Even the youngest of patients seem to be susceptible to cognitive decline associated with brain surgery. Over the past 15 years, numerous studies have pointed to an association between commonly used anesthetics and sedatives in surgery and neurodegenerative changes in developing brains [4]. One 2017 study compared the IQ test scores and school grades of two groups of children: those who underwent surgery before the age of four (33,514 children) and those who had no history of surgery (159,619 children) [5]. The results indicate that exposure to surgery with anesthesia before the age of four is linked to lower IQ test scores and poorer academic performance [5].  

Healthcare providers should also be aware that patients who have had brain surgery are at an increased risk for developing depression. In 2008, a study examined the anxiety and depression levels of 72 patients before and after surgery to remove a primary brain tumor [6]. Before brain surgery, 50% of study participants showed general anxiety and 9.7% showed current depression [6]. Anxiety was assessed using the State and Train Anxiety Inventory, and depression was measured using the Zung Self-Rating Depression Scale [6]. Study participants were reassessed at both one month and three months after brain surgery [6]. The data showed no significant change in the percentage of patients with anxiety [6]. However, there was a significant increase in the percentage of patients with depression [6]. These results suggest that a depressive state can develop after brain surgery.  

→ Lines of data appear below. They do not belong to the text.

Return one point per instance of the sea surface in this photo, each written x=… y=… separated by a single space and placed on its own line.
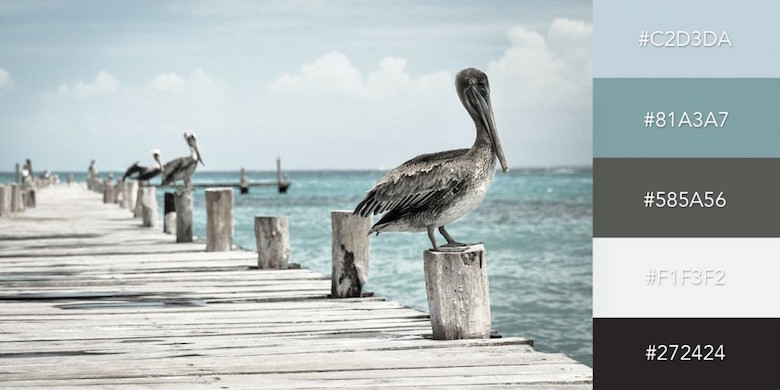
x=536 y=225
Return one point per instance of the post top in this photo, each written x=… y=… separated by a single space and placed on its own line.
x=215 y=189
x=478 y=247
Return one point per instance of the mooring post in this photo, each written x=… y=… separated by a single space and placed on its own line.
x=149 y=204
x=169 y=214
x=108 y=191
x=131 y=194
x=183 y=204
x=456 y=283
x=219 y=219
x=139 y=204
x=272 y=235
x=29 y=200
x=5 y=200
x=350 y=251
x=119 y=193
x=16 y=198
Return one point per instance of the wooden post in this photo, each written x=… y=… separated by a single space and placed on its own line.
x=272 y=235
x=350 y=251
x=108 y=191
x=5 y=200
x=139 y=206
x=149 y=203
x=119 y=193
x=29 y=201
x=16 y=198
x=183 y=203
x=169 y=214
x=458 y=298
x=219 y=219
x=131 y=195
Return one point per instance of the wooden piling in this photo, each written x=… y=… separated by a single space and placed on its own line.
x=169 y=213
x=183 y=203
x=350 y=252
x=16 y=198
x=139 y=206
x=5 y=200
x=108 y=191
x=272 y=235
x=29 y=200
x=219 y=219
x=149 y=204
x=458 y=298
x=119 y=193
x=131 y=194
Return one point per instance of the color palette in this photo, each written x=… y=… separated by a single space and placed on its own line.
x=686 y=187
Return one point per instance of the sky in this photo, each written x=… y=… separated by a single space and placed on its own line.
x=319 y=84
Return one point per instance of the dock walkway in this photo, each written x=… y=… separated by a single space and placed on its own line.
x=90 y=299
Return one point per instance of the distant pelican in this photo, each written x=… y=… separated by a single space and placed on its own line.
x=145 y=173
x=432 y=190
x=182 y=168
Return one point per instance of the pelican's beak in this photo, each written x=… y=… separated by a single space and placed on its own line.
x=158 y=158
x=198 y=152
x=486 y=114
x=194 y=145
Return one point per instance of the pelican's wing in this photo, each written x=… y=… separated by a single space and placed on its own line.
x=412 y=185
x=171 y=169
x=130 y=170
x=149 y=173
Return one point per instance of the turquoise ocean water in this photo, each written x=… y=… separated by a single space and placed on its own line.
x=536 y=226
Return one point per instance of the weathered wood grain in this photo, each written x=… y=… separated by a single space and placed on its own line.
x=91 y=299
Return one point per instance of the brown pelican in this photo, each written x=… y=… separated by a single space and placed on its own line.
x=145 y=173
x=182 y=168
x=432 y=190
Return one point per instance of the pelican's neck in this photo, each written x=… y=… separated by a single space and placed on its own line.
x=483 y=138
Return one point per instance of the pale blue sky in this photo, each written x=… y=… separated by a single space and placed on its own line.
x=323 y=84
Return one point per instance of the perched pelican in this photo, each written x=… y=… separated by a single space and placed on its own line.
x=182 y=168
x=145 y=173
x=432 y=190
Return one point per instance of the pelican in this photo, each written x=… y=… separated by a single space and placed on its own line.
x=145 y=173
x=182 y=168
x=432 y=190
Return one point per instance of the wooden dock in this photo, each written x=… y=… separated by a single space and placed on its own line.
x=89 y=298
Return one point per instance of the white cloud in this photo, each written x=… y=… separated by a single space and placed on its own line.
x=104 y=84
x=5 y=78
x=332 y=72
x=543 y=92
x=168 y=82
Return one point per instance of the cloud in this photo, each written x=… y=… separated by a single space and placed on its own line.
x=335 y=73
x=127 y=121
x=543 y=92
x=104 y=84
x=168 y=82
x=5 y=78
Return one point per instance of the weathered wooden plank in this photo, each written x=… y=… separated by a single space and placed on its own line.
x=89 y=298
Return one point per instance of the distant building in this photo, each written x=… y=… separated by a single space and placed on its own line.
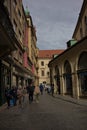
x=43 y=59
x=18 y=51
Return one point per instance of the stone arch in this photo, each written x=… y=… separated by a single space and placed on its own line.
x=82 y=74
x=68 y=77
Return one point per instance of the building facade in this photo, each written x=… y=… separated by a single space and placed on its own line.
x=69 y=69
x=33 y=50
x=43 y=59
x=15 y=62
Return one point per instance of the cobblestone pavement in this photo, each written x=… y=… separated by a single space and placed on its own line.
x=49 y=114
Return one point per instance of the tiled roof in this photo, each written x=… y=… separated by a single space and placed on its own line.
x=49 y=53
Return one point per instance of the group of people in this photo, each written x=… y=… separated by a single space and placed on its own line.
x=17 y=94
x=13 y=94
x=34 y=91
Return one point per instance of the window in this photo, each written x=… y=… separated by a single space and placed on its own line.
x=48 y=74
x=42 y=63
x=42 y=73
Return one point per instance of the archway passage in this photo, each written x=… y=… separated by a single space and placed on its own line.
x=68 y=78
x=82 y=74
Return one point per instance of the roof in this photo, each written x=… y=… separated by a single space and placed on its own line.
x=49 y=53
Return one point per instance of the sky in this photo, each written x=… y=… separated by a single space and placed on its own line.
x=55 y=21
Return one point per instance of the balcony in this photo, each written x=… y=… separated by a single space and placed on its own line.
x=7 y=35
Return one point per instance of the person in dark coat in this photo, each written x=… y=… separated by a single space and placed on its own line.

It is important for healthcare professionals to understand the long-term effects of brain surgery so that recovering patients can be appropriately monitored and supported. Although the lasting effects are dependent both on the extent and location of the operation and the patient profile, healthcare professionals should be attentive to any cognitive or mood changes in patients who have experienced brain surgery.  

References

1. Tellez-Zenteno, J. F., R. Dhar, L. Hernandez-Ronquillo, and S. Wiebe. 2007. “Long-Term Outcomes in Epilepsy Surgery: Antiepileptic Drugs, Mortality, Cognitive and Psychosocial Aspects”. Brain 130 (2): 334-345. doi:10.1093/brain/awl316.  

2. Saxena, Sarah, and Mervyn Maze. 2018. “Impact on The Brain of The Inflammatory Response to Surgery”. La Presse Médicale 47 (4): e73-e81. doi:10.1016/j.lpm.2018.03.011.  

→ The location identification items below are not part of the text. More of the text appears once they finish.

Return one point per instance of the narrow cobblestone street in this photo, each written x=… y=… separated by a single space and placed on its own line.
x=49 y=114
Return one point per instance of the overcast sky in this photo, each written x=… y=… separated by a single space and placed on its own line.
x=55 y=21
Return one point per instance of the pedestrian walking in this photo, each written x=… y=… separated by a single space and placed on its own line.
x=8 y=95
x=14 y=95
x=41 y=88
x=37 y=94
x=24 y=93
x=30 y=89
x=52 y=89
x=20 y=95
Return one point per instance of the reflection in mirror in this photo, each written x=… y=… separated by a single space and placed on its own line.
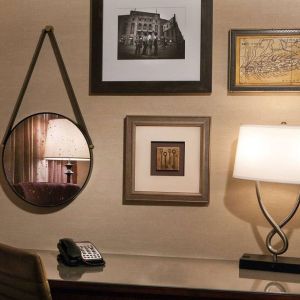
x=46 y=159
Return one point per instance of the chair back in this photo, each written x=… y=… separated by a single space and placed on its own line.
x=22 y=276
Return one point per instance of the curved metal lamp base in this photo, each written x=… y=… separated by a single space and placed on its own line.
x=273 y=263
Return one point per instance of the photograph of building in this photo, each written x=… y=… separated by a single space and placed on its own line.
x=147 y=35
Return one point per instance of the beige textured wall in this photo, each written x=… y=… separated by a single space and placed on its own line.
x=229 y=226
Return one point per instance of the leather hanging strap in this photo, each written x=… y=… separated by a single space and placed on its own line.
x=48 y=30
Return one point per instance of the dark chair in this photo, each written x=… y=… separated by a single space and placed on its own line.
x=22 y=276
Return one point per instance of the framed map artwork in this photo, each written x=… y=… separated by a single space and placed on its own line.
x=264 y=60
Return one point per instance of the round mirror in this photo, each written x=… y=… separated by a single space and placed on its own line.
x=46 y=159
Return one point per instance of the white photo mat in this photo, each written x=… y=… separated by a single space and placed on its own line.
x=187 y=69
x=190 y=182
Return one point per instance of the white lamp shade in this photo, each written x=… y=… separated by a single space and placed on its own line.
x=268 y=153
x=65 y=141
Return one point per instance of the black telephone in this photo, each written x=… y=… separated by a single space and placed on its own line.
x=78 y=253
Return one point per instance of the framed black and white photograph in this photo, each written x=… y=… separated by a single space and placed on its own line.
x=150 y=46
x=166 y=160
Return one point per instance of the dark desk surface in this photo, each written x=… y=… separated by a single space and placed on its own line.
x=167 y=272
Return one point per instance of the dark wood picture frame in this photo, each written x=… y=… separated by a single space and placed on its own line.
x=98 y=86
x=269 y=67
x=131 y=195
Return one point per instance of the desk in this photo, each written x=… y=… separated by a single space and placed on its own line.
x=145 y=277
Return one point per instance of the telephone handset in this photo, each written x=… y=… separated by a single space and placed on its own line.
x=78 y=253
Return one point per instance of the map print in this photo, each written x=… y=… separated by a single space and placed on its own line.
x=268 y=60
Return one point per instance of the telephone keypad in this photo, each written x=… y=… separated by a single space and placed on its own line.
x=88 y=251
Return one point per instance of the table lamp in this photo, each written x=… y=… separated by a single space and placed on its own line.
x=64 y=141
x=270 y=154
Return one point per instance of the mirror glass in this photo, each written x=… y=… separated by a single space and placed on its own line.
x=46 y=159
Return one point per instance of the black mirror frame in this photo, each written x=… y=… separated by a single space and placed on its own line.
x=69 y=200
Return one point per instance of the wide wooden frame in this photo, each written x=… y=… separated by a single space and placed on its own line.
x=270 y=71
x=131 y=195
x=98 y=86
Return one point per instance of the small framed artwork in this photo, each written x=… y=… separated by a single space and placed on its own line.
x=264 y=60
x=166 y=160
x=146 y=46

3. Krause, Bryan M, Séverine Sabia, Helen J Manning, Archana Singh-Manoux, and Robert D Sanders. 2019. “Association Between Major Surgical Admissions and The Cognitive Trajectory: 19 Year Follow-Up of Whitehall II Cohort Study”. BMJ, l4466. doi:10.1136/bmj.l4466.  

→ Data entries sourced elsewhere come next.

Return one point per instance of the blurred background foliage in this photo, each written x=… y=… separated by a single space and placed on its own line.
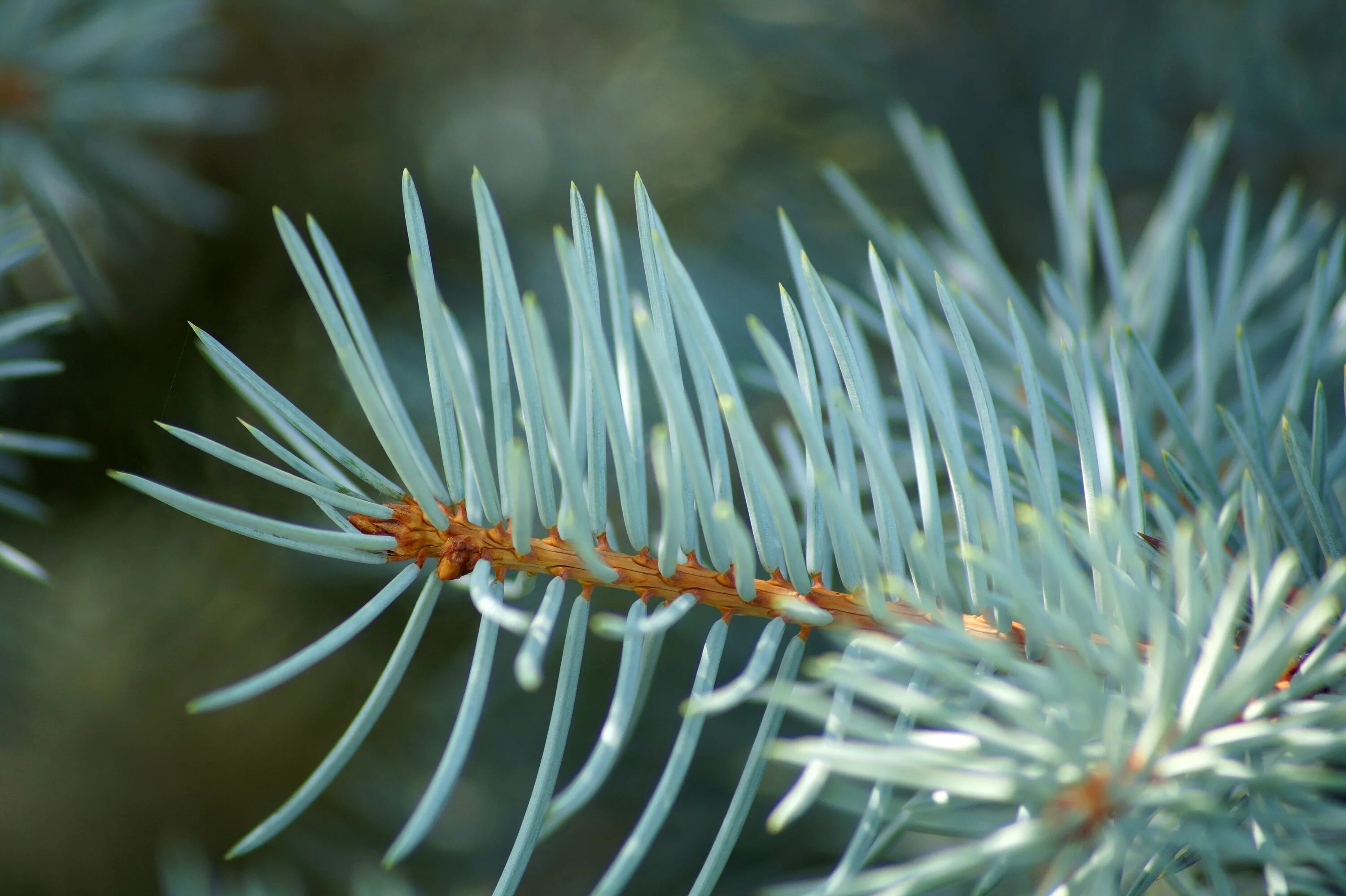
x=726 y=109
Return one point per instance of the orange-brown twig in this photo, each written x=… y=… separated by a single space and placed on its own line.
x=459 y=546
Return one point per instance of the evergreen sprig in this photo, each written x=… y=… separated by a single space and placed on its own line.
x=1093 y=670
x=21 y=240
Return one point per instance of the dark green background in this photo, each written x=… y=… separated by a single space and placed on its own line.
x=726 y=109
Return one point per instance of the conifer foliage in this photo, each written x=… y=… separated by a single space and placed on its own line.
x=1083 y=553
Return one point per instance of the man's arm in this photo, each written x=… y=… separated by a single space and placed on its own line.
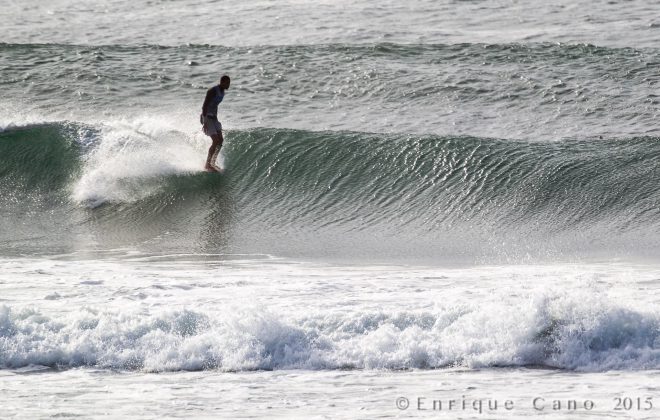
x=209 y=96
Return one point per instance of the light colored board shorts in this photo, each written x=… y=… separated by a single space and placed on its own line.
x=212 y=127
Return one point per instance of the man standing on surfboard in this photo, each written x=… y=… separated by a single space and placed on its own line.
x=210 y=123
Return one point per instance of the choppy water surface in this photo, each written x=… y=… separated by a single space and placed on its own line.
x=422 y=199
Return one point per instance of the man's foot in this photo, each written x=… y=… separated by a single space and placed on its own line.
x=210 y=168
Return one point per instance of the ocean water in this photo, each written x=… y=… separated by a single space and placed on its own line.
x=428 y=208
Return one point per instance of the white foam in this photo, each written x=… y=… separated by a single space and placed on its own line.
x=132 y=157
x=571 y=332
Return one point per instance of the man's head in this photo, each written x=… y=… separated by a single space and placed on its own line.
x=224 y=82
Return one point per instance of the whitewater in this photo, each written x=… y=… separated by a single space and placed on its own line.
x=444 y=209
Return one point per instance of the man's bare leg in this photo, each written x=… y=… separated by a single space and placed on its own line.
x=214 y=150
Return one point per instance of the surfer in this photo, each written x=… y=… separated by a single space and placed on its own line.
x=209 y=119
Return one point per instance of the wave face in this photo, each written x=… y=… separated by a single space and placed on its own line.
x=446 y=194
x=555 y=331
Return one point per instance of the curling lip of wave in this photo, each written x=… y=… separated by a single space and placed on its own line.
x=359 y=179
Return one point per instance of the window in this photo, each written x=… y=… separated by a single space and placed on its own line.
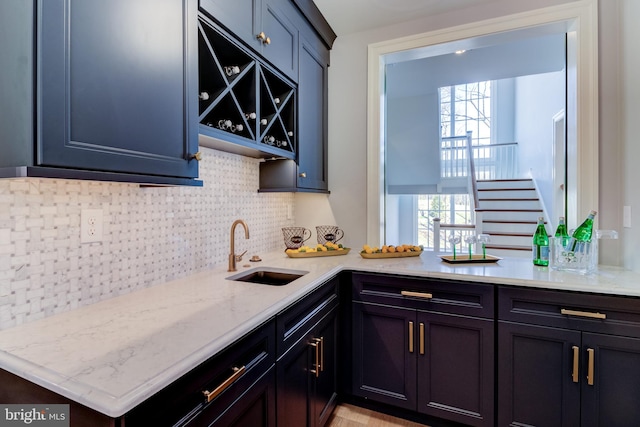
x=463 y=108
x=386 y=200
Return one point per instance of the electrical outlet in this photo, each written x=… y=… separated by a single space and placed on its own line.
x=91 y=225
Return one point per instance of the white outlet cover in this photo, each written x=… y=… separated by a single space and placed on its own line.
x=91 y=225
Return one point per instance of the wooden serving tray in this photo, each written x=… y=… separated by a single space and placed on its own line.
x=344 y=251
x=390 y=254
x=464 y=259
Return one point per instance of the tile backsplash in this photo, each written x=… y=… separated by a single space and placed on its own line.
x=150 y=234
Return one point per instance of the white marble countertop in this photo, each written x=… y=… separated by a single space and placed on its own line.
x=112 y=355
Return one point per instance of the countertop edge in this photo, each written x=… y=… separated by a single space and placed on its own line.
x=116 y=406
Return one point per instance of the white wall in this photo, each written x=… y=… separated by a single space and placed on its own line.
x=630 y=115
x=538 y=98
x=348 y=110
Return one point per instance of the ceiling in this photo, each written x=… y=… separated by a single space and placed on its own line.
x=352 y=16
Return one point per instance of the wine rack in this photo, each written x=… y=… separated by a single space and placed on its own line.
x=241 y=99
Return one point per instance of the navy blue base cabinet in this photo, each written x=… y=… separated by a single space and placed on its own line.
x=568 y=359
x=307 y=382
x=425 y=346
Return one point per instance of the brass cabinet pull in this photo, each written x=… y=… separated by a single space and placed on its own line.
x=588 y=314
x=590 y=365
x=576 y=363
x=317 y=342
x=410 y=337
x=237 y=373
x=416 y=294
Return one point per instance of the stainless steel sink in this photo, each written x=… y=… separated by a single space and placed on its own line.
x=268 y=276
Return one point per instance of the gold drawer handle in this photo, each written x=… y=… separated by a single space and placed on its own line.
x=416 y=294
x=237 y=373
x=576 y=363
x=590 y=366
x=410 y=337
x=588 y=314
x=317 y=344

4. Andropoulos, Dean B. 2017. “Effect of Anesthesia on The Developing Brain: Infant and Fetus”. Fetal Diagnosis and Therapy 43 (1): 1-11. doi:10.1159/000475928.  

5. Glatz, Pia, Rolf H. Sandin, Nancy L. Pedersen, Anna-Karin Bonamy, Lars I. Eriksson, and Fredrik Granath. 2017. “Association of Anesthesia and Surgery During Childhood with Long-Term Academic Performance”. JAMA Pediatrics 171 (1): e163470. doi:10.1001/jamapediatrics.2016.3470.  

6. D’Angelo, Cristina, Antonio Mirijello, Lorenzo Leggio, Anna Ferrulli, Vincenzo Carotenuto, Nadia Icolaro, Antonio Miceli, Vincenzo D’Angelo, Giovanni Gasbarrini, and Giovanni Addolorato. 2008. “State and Trait Anxiety and Depression in Patients with Primary Brain Tumors Before and After Surgery: 1-Year Longitudinal Study”. Journal of Neurosurgery 108 (2): 281-286. doi:10.3171/jns/2008/108/2/0281.